Jason Atchley : eDiscovery : It’s the Story, Stupid


jason atchley

E-Discovery: It’s the Story, Stupid

University of Florida’s nascent conference focused on using technology to develop your team’s agenda.

Babs Deacon, Law Technology News

April 21, 2014    |0 Comments

Photograph courtesy of Levin College of Law, Univ. of Fla.Photograph courtesy of Levin College of Law, Univ. of Fla.

The second annual E-Discovery Conference at the University of Florida’s Levin College of Law, held March 14 in Gainesville, Florida, came none too soon after this year’s non-stop winter. The lush, green campus and mild temps were a perfect antidote to snow—and the Levin Advocacy Center’s modern venue was right-sized for this nascent conference.
The day-long conference’s focus was “Telling The Story”—a refreshing agenda after the year’s countless programs and panels across the globe that focused on predictive coding. It was a welcome chance to talk about the tasks that litigation teams typically perform, not just the onerous, budget-busting review efforts that usually dominate program agendas.
The conference was presented by UF and the Electronic Discovery Reference Model (EDRM.net), and hosted by two “brand-name” electronic data discovery attorneys. Tampa-based William Hamilton is a man who wears many hats. At Quarles & Brady, he serves as the firm’s national e-discovery partner.
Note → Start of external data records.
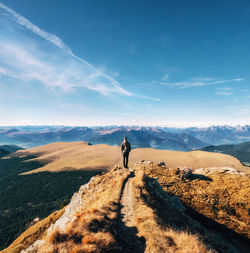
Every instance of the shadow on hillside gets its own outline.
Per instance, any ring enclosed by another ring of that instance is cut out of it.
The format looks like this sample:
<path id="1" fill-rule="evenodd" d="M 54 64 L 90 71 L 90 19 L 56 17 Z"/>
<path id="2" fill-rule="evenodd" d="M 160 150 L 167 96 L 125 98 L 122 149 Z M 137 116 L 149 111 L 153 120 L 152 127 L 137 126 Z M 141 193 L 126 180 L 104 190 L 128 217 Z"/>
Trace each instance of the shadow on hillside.
<path id="1" fill-rule="evenodd" d="M 147 178 L 147 180 L 155 180 Z M 150 189 L 147 188 L 150 192 Z M 166 193 L 167 194 L 167 193 Z M 198 234 L 208 248 L 217 252 L 249 252 L 250 240 L 243 235 L 227 228 L 190 207 L 184 213 L 179 212 L 167 201 L 150 192 L 144 202 L 151 207 L 157 217 L 157 222 L 163 228 Z"/>
<path id="2" fill-rule="evenodd" d="M 121 189 L 121 196 L 120 201 L 125 189 L 125 185 L 128 182 L 129 178 L 134 177 L 134 172 L 131 172 L 130 175 L 124 180 L 122 189 Z M 120 203 L 119 201 L 119 203 Z M 117 241 L 121 244 L 122 250 L 121 252 L 124 253 L 143 253 L 146 249 L 146 240 L 145 238 L 137 236 L 138 230 L 136 227 L 128 227 L 123 222 L 124 215 L 121 214 L 121 209 L 124 206 L 119 204 L 119 217 L 118 217 L 118 231 L 119 233 L 116 235 Z"/>
<path id="3" fill-rule="evenodd" d="M 35 156 L 0 159 L 0 250 L 17 238 L 32 220 L 47 217 L 69 201 L 79 187 L 104 170 L 20 173 L 44 163 Z M 18 217 L 18 218 L 17 218 Z"/>

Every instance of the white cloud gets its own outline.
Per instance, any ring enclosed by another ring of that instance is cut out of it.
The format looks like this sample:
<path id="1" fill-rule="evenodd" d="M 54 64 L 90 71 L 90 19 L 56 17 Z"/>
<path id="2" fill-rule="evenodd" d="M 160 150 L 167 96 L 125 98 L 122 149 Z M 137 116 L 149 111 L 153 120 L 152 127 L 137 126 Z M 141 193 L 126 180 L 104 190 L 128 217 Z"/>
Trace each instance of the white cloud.
<path id="1" fill-rule="evenodd" d="M 232 95 L 232 92 L 231 91 L 217 91 L 216 94 L 223 95 L 223 96 L 230 96 Z"/>
<path id="2" fill-rule="evenodd" d="M 234 78 L 234 79 L 225 79 L 225 80 L 216 80 L 212 78 L 192 78 L 189 81 L 185 82 L 163 82 L 160 81 L 159 83 L 173 88 L 191 88 L 191 87 L 203 87 L 203 86 L 209 86 L 209 85 L 216 85 L 216 84 L 223 84 L 223 83 L 230 83 L 230 82 L 241 82 L 243 81 L 243 78 Z"/>
<path id="3" fill-rule="evenodd" d="M 166 82 L 169 79 L 169 75 L 168 74 L 164 74 L 161 78 L 162 81 Z"/>

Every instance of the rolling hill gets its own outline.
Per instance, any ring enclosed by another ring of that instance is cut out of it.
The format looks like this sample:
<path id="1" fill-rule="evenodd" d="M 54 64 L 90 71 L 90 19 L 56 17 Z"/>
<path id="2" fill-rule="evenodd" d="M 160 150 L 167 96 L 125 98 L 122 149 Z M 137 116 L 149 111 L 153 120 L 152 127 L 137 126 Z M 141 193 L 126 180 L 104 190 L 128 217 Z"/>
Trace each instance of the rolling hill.
<path id="1" fill-rule="evenodd" d="M 129 165 L 165 161 L 168 169 L 188 166 L 234 168 L 249 172 L 236 158 L 204 151 L 133 149 Z M 7 247 L 37 217 L 43 219 L 70 200 L 93 176 L 121 165 L 117 146 L 86 142 L 57 142 L 19 150 L 0 159 L 0 245 Z M 56 172 L 56 173 L 55 173 Z M 18 217 L 18 218 L 16 218 Z"/>
<path id="2" fill-rule="evenodd" d="M 152 163 L 116 167 L 2 252 L 247 253 L 249 177 L 208 172 L 182 182 Z"/>
<path id="3" fill-rule="evenodd" d="M 201 150 L 228 154 L 236 157 L 242 163 L 247 163 L 250 165 L 250 142 L 244 142 L 235 145 L 231 144 L 231 145 L 207 146 L 202 148 Z"/>
<path id="4" fill-rule="evenodd" d="M 44 127 L 0 129 L 0 143 L 35 147 L 61 141 L 85 141 L 93 144 L 120 145 L 127 136 L 134 148 L 188 151 L 209 143 L 186 133 L 172 133 L 153 127 Z"/>

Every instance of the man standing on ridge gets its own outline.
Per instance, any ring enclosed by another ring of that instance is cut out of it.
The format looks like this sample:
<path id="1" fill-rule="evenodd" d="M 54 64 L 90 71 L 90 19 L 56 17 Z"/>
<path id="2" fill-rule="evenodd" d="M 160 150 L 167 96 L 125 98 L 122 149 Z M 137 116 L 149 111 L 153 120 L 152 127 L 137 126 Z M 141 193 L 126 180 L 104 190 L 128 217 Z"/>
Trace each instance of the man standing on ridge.
<path id="1" fill-rule="evenodd" d="M 127 169 L 128 168 L 128 156 L 129 156 L 129 152 L 131 151 L 131 146 L 127 140 L 127 137 L 124 137 L 124 140 L 121 144 L 121 150 L 122 150 L 122 155 L 123 155 L 123 167 Z"/>

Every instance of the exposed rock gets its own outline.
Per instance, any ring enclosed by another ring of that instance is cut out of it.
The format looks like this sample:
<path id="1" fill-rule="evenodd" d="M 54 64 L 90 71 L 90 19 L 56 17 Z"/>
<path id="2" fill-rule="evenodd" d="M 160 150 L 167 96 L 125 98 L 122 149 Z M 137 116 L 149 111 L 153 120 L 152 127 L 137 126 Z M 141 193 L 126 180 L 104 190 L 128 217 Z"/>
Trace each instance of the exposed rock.
<path id="1" fill-rule="evenodd" d="M 135 165 L 139 165 L 139 164 L 150 165 L 150 164 L 153 164 L 153 162 L 150 161 L 150 160 L 141 160 L 141 161 L 136 161 L 136 162 L 135 162 Z"/>
<path id="2" fill-rule="evenodd" d="M 150 191 L 153 192 L 158 198 L 164 200 L 166 203 L 169 203 L 179 212 L 184 212 L 186 210 L 186 207 L 176 195 L 170 195 L 162 189 L 157 179 L 149 179 L 148 186 Z"/>
<path id="3" fill-rule="evenodd" d="M 165 164 L 164 161 L 160 161 L 160 162 L 158 163 L 158 165 L 161 166 L 161 167 L 166 168 L 166 164 Z"/>

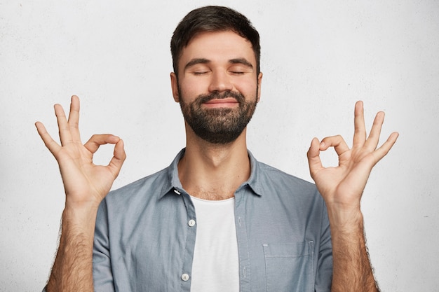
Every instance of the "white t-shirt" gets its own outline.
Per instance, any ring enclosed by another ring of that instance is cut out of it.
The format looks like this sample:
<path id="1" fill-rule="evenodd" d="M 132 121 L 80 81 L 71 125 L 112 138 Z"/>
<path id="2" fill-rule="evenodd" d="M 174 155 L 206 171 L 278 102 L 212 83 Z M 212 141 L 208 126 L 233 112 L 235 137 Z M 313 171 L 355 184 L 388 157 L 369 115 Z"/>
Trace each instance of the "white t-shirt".
<path id="1" fill-rule="evenodd" d="M 211 201 L 191 197 L 196 213 L 191 291 L 239 291 L 235 198 Z"/>

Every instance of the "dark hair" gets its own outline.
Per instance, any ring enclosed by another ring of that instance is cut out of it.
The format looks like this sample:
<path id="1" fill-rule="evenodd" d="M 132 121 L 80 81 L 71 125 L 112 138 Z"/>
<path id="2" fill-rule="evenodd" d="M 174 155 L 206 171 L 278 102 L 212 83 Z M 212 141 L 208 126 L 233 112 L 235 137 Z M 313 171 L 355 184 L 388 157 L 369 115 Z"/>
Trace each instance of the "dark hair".
<path id="1" fill-rule="evenodd" d="M 252 44 L 256 58 L 257 74 L 260 71 L 259 35 L 243 15 L 223 6 L 205 6 L 189 12 L 178 24 L 170 40 L 174 72 L 178 76 L 178 61 L 183 48 L 197 34 L 203 32 L 232 31 Z"/>

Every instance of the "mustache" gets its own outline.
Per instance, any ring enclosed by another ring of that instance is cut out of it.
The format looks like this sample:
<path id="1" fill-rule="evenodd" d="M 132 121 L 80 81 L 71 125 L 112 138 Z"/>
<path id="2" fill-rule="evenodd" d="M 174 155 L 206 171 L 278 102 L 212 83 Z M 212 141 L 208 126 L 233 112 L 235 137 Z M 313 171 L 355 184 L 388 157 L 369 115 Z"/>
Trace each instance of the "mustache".
<path id="1" fill-rule="evenodd" d="M 226 90 L 223 92 L 215 91 L 209 95 L 200 95 L 195 101 L 198 104 L 201 104 L 208 102 L 212 99 L 224 99 L 229 97 L 236 99 L 240 105 L 242 105 L 245 102 L 245 97 L 244 97 L 242 94 L 231 90 Z"/>

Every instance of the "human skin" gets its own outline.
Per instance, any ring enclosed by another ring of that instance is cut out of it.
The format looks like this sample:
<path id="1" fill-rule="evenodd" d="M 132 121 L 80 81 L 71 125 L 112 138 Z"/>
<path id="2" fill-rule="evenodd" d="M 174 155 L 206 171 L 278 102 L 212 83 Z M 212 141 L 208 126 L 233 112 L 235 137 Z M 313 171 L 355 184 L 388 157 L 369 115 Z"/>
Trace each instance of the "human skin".
<path id="1" fill-rule="evenodd" d="M 236 34 L 199 34 L 183 50 L 178 80 L 171 74 L 174 99 L 178 102 L 180 98 L 187 98 L 190 102 L 200 94 L 231 90 L 242 93 L 246 99 L 259 101 L 262 74 L 255 72 L 255 63 L 250 43 Z M 237 105 L 226 99 L 204 106 L 208 109 Z M 123 144 L 117 137 L 102 134 L 95 135 L 82 144 L 77 97 L 72 99 L 68 120 L 60 105 L 55 105 L 55 110 L 61 145 L 51 138 L 42 123 L 36 123 L 41 139 L 60 165 L 66 193 L 60 247 L 47 291 L 93 291 L 96 212 L 125 160 Z M 328 210 L 334 261 L 332 291 L 377 291 L 365 249 L 360 200 L 372 167 L 387 154 L 398 137 L 397 133 L 393 133 L 377 148 L 383 121 L 384 113 L 379 113 L 367 137 L 363 103 L 359 102 L 355 108 L 351 148 L 342 137 L 334 136 L 321 142 L 315 138 L 308 151 L 311 176 Z M 244 130 L 233 142 L 214 145 L 201 139 L 186 124 L 187 151 L 179 163 L 184 188 L 193 195 L 208 200 L 233 196 L 250 176 L 245 133 Z M 93 165 L 93 154 L 105 144 L 115 145 L 114 157 L 107 166 Z M 339 155 L 339 166 L 325 168 L 320 152 L 331 147 Z M 212 197 L 212 193 L 219 195 Z"/>

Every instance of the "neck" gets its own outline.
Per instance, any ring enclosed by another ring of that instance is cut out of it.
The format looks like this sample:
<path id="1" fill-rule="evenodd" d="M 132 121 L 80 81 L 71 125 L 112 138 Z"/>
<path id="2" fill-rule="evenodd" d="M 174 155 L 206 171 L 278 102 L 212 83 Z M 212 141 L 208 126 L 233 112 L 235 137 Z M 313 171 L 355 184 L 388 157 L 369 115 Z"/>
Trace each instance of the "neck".
<path id="1" fill-rule="evenodd" d="M 225 200 L 250 177 L 250 164 L 245 130 L 234 141 L 212 144 L 198 137 L 188 139 L 184 156 L 178 164 L 183 188 L 204 200 Z"/>

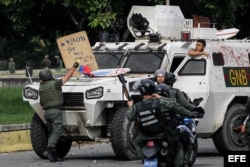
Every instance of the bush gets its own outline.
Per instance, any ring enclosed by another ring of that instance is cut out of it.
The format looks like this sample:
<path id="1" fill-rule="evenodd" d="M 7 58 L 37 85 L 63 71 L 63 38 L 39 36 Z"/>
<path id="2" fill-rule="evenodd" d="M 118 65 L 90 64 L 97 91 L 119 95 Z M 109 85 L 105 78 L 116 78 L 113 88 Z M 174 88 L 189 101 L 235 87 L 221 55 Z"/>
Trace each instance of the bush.
<path id="1" fill-rule="evenodd" d="M 23 101 L 21 87 L 0 88 L 0 124 L 30 123 L 34 114 Z"/>

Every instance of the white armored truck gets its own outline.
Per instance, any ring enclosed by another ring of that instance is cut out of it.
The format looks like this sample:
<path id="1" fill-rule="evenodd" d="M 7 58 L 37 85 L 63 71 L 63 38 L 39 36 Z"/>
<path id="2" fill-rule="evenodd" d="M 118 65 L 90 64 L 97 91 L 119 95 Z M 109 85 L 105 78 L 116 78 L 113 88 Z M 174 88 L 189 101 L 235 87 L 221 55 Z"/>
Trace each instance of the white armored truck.
<path id="1" fill-rule="evenodd" d="M 154 78 L 159 68 L 173 72 L 177 78 L 174 87 L 192 99 L 204 99 L 200 106 L 205 115 L 199 120 L 198 137 L 212 138 L 220 152 L 248 150 L 249 141 L 233 129 L 247 114 L 250 42 L 227 39 L 237 29 L 218 31 L 201 24 L 194 26 L 193 20 L 185 19 L 177 6 L 133 6 L 127 22 L 134 42 L 99 42 L 92 47 L 99 69 L 129 68 L 126 86 L 135 102 L 141 98 L 136 87 L 140 79 Z M 205 51 L 210 58 L 187 55 L 198 38 L 206 40 Z M 45 158 L 47 129 L 38 89 L 39 83 L 26 85 L 23 100 L 34 109 L 30 129 L 33 149 Z M 68 153 L 72 141 L 106 138 L 118 158 L 137 158 L 134 123 L 126 118 L 127 98 L 118 77 L 79 75 L 62 89 L 64 132 L 57 146 L 61 157 Z"/>

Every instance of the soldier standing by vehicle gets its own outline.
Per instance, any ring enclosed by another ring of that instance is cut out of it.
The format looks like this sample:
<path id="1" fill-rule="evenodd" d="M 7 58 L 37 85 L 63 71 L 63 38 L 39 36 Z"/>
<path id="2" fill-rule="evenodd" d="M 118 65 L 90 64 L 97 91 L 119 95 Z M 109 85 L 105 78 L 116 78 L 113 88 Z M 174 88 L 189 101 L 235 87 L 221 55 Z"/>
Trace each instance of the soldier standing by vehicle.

Passionate about education, he serves not only as executive director of UF’s E-Discovery Project, but teaches E-Discovery and Digital Evidence as an adjunct professor at the school. He also serves as the dean of graduate students at Bryan University, and of its E-Discovery Project Management certificate program. George Socha, principal of Socha Consulting in St. Paul, is the co-founder of EDRM.
The event, which kicked off with an 8 a.m. breakfast, was attended by national e-discovery experts, local practitioners and University of Florida law students, as well as, a large audience of remote attendees.
Having just moved to central Florida, it was a great opportunity to check out my new neighborhood’s e-discovery community, and to participate in discussions dedicated to “getting it done.” The panels fostered discussions about—and demonstrations of—current analytical tools that speed all phases of discovery by helping legal teams gain a true understanding of the case.
The program was framed around product demonstrations. Normally, I am not a fan of public software demos. They are often pitched to the unsophisticated user and show features from a software point of view, not a business use case. And I’m not usually up for looking at multiple products in one day; but these demos were interesting. They were un-canned and ad lib in order to relate to issues raised by panel participants and questions asked by attendees. Because they were stacked one on top of the other, it made for an enlightening comparison—and review of how each might be deployed during a particular phase of discovery.
The day started with a strong introduction with the cheeky title, “It’s the Story, Stupid!” that focused on drilling into the data to locate trends and patterns. Hamilton and Socha queried Rene Laurens, product specialist for Relativity Software, as he test drove its kCura product.
Michael Quartararo of Strook & Strook & Lavan lead the panel on collection which included a demo of Pinpoint Harvester. The message was clear: Begin crafting a story and use it to target the collection. Hopefully, as technology gains ground, litigators will feel more empowered to collect only what is truly potentially responsive, negating the need for wholesale harvesting and mammoth document reviews. 
In a panel discussion, “Lock at Data Now: Test the Story,” Julie Brown, litigation technology executive manager at Vorys, Sater, Seymour & Pease and veteran EDRM contributor showed the audience how to dive under the hood to identify gaps in collections, unearth themes, and get a jump on volume reduction before review. The demo was Nuix’ eDiscovery suite. I hadn’t looked at Nuix in at least a year and it was helpful to get current on its ever-expanding bevy of tools and features.
The social media segment was not as an after-thought or just the flavor of the month. JudgeElizabeth Schwabedissen, a Florida General Magistrate, provided an up-to-the minute review of case law related to appropriate interaction with social media data and custodians. Nextpoint’s cloudpreservation was an apt example of how organizations are grappling with preserving and collecting data that was, until recently, considered too ephemeral to warrant information governance or litigation hold.